The Shamrock Gift Company [Trading House], Fonthill Industrial Park, Dublin, had sued Allied Imports Ltd, based at Northwest Business Park, Ballycoolin, Dublin, on grounds including alleged breach of its Community Trade Mark and passing off.
The case was transferred to the Commercial Court last March but Mr Justice Brian McGovern was told on Monday by Paul Coughlan BL, for Shamrock, it had settled. The judge granted counsel’s application to strike out the proceedings with no order.
In its action, Shamrock claimed it has been in business since 1998 and markets merchandise, including souvenir, gift and novelty items.

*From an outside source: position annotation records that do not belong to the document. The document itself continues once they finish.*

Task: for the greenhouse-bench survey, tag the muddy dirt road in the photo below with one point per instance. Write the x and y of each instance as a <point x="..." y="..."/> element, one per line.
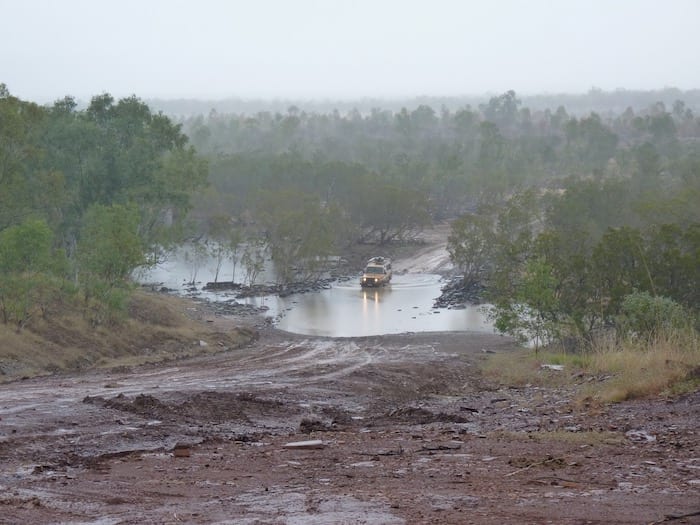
<point x="399" y="429"/>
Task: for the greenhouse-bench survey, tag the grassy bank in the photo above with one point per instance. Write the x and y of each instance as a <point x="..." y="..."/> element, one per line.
<point x="157" y="328"/>
<point x="610" y="371"/>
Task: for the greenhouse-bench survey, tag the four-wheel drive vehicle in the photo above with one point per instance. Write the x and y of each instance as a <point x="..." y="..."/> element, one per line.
<point x="377" y="272"/>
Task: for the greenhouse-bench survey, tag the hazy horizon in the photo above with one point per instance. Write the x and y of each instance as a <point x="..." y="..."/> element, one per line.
<point x="312" y="49"/>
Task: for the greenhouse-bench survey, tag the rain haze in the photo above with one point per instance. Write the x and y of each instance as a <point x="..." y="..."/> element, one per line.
<point x="333" y="49"/>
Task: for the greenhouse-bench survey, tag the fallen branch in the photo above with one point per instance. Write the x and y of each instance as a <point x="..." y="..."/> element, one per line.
<point x="673" y="517"/>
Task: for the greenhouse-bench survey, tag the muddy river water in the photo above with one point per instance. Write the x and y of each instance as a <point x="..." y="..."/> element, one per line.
<point x="345" y="309"/>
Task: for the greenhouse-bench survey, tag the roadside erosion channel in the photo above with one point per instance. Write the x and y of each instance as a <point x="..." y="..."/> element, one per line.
<point x="291" y="428"/>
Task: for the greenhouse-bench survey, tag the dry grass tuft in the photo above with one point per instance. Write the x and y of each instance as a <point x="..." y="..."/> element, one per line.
<point x="666" y="366"/>
<point x="669" y="365"/>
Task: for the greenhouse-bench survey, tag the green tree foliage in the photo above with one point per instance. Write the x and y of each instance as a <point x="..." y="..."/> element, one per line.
<point x="470" y="245"/>
<point x="298" y="230"/>
<point x="110" y="248"/>
<point x="648" y="316"/>
<point x="100" y="185"/>
<point x="31" y="272"/>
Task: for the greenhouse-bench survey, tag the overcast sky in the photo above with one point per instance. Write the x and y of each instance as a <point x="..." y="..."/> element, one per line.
<point x="344" y="49"/>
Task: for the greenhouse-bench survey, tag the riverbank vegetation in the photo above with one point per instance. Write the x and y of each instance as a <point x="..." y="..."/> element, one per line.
<point x="577" y="227"/>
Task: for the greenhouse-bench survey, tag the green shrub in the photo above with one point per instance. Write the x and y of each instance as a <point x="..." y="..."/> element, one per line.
<point x="645" y="316"/>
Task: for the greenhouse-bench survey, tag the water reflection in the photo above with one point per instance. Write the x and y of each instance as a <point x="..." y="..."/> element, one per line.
<point x="346" y="309"/>
<point x="405" y="305"/>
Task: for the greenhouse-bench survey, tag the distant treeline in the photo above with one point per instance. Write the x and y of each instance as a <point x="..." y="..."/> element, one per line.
<point x="561" y="220"/>
<point x="568" y="215"/>
<point x="595" y="100"/>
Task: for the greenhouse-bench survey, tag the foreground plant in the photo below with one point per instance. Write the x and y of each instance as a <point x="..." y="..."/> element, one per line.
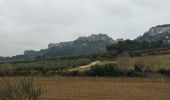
<point x="19" y="89"/>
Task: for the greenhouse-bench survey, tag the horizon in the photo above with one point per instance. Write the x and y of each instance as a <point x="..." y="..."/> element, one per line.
<point x="29" y="24"/>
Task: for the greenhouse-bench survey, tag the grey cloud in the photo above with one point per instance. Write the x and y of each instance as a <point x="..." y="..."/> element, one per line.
<point x="32" y="24"/>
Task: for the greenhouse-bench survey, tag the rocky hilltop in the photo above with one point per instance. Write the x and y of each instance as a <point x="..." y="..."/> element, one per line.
<point x="160" y="32"/>
<point x="81" y="46"/>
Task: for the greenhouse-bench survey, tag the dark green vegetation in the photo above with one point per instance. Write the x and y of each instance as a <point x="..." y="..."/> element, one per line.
<point x="19" y="89"/>
<point x="94" y="44"/>
<point x="136" y="48"/>
<point x="40" y="67"/>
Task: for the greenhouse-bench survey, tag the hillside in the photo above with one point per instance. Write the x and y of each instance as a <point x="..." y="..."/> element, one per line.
<point x="93" y="44"/>
<point x="160" y="32"/>
<point x="82" y="46"/>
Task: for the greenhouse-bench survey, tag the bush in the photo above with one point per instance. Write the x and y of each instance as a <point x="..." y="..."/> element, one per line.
<point x="19" y="89"/>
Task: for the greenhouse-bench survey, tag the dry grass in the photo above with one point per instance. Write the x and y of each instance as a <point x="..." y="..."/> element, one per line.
<point x="64" y="88"/>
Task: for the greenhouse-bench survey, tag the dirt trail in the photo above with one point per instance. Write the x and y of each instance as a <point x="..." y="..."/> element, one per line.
<point x="86" y="67"/>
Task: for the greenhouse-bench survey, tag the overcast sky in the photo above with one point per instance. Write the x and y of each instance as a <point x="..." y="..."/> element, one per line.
<point x="32" y="24"/>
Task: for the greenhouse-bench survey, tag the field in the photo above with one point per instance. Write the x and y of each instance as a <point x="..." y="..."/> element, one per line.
<point x="64" y="88"/>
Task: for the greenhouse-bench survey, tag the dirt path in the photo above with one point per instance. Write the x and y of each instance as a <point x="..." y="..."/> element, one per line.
<point x="86" y="67"/>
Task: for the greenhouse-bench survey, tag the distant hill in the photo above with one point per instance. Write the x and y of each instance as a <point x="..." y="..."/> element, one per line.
<point x="93" y="44"/>
<point x="160" y="32"/>
<point x="82" y="46"/>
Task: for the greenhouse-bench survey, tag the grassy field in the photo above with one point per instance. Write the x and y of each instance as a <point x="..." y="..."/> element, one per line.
<point x="64" y="88"/>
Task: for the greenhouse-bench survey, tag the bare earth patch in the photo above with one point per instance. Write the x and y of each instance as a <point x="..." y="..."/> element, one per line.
<point x="64" y="88"/>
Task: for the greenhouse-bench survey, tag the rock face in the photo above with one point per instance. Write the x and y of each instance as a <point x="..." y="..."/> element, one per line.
<point x="160" y="32"/>
<point x="82" y="46"/>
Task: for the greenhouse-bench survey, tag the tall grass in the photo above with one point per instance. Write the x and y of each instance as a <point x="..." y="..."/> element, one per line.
<point x="19" y="89"/>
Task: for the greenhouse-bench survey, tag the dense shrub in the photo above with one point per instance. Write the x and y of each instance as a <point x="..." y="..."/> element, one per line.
<point x="19" y="89"/>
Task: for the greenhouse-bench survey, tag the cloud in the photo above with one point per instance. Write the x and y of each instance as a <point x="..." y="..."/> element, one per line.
<point x="32" y="24"/>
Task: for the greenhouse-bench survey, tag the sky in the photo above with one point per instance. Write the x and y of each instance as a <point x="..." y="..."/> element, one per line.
<point x="33" y="24"/>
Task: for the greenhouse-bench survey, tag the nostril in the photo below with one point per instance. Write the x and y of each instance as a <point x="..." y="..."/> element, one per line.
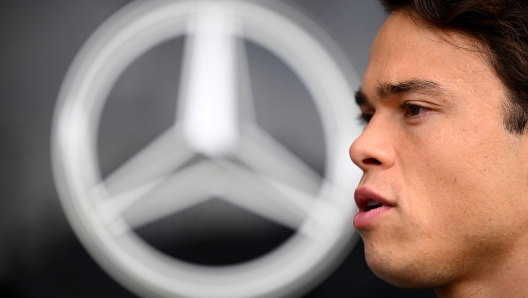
<point x="371" y="161"/>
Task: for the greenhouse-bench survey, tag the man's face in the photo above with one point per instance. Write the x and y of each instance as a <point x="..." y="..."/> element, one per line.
<point x="452" y="179"/>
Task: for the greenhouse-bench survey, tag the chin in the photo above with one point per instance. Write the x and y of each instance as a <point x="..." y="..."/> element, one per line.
<point x="406" y="271"/>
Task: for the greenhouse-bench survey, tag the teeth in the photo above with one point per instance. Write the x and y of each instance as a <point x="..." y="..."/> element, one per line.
<point x="373" y="204"/>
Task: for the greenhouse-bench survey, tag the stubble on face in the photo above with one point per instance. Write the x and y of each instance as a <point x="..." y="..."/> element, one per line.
<point x="456" y="175"/>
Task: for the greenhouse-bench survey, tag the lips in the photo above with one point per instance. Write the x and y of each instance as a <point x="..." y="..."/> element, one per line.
<point x="370" y="205"/>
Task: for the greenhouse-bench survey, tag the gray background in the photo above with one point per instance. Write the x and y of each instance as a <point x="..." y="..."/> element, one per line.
<point x="39" y="254"/>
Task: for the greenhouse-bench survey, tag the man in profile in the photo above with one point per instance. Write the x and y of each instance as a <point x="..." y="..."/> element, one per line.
<point x="443" y="201"/>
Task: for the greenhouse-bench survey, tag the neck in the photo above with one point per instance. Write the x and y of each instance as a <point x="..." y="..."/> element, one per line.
<point x="505" y="277"/>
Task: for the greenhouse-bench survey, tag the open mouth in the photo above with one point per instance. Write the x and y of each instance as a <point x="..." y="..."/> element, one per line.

Since 2007, it has promoted, marketed and sold various products under the name and trade mark, Wacky Woollies. Images of cartoon sheep characters on those products made them eye-catching, amusing and/or endearing from the perspective of prosective purchasers, it said.
The brand was so popular the number of products rose from 11 in 2007 to 108 last year with another 16 to be added this year, it said. About 80 per cent of the products are sold in about 178 retail outlets here while the rest are sold in outlets in the UK, Germany, US and Dubai.
Shamrock claimed the defendant had put on the market products under the sign Woolie Wellies which, it was alleged, was confusingly similar to Wacky Woollies. The Woolie Wellies products include magnets, a rugby ball, a mug, a pencil-shape pencil case, a jumbo pen and charm keyrings.
It alleged the sign “Woolie Wellies”, and use of images of cartoon sheep characters on the defendant’s products, amounted to appropriation of the plaintiff’s goodwill and misrepresentation likely to lead members of the trade and public to confuse the Wacky Woollies products with “Woolie Wellies”.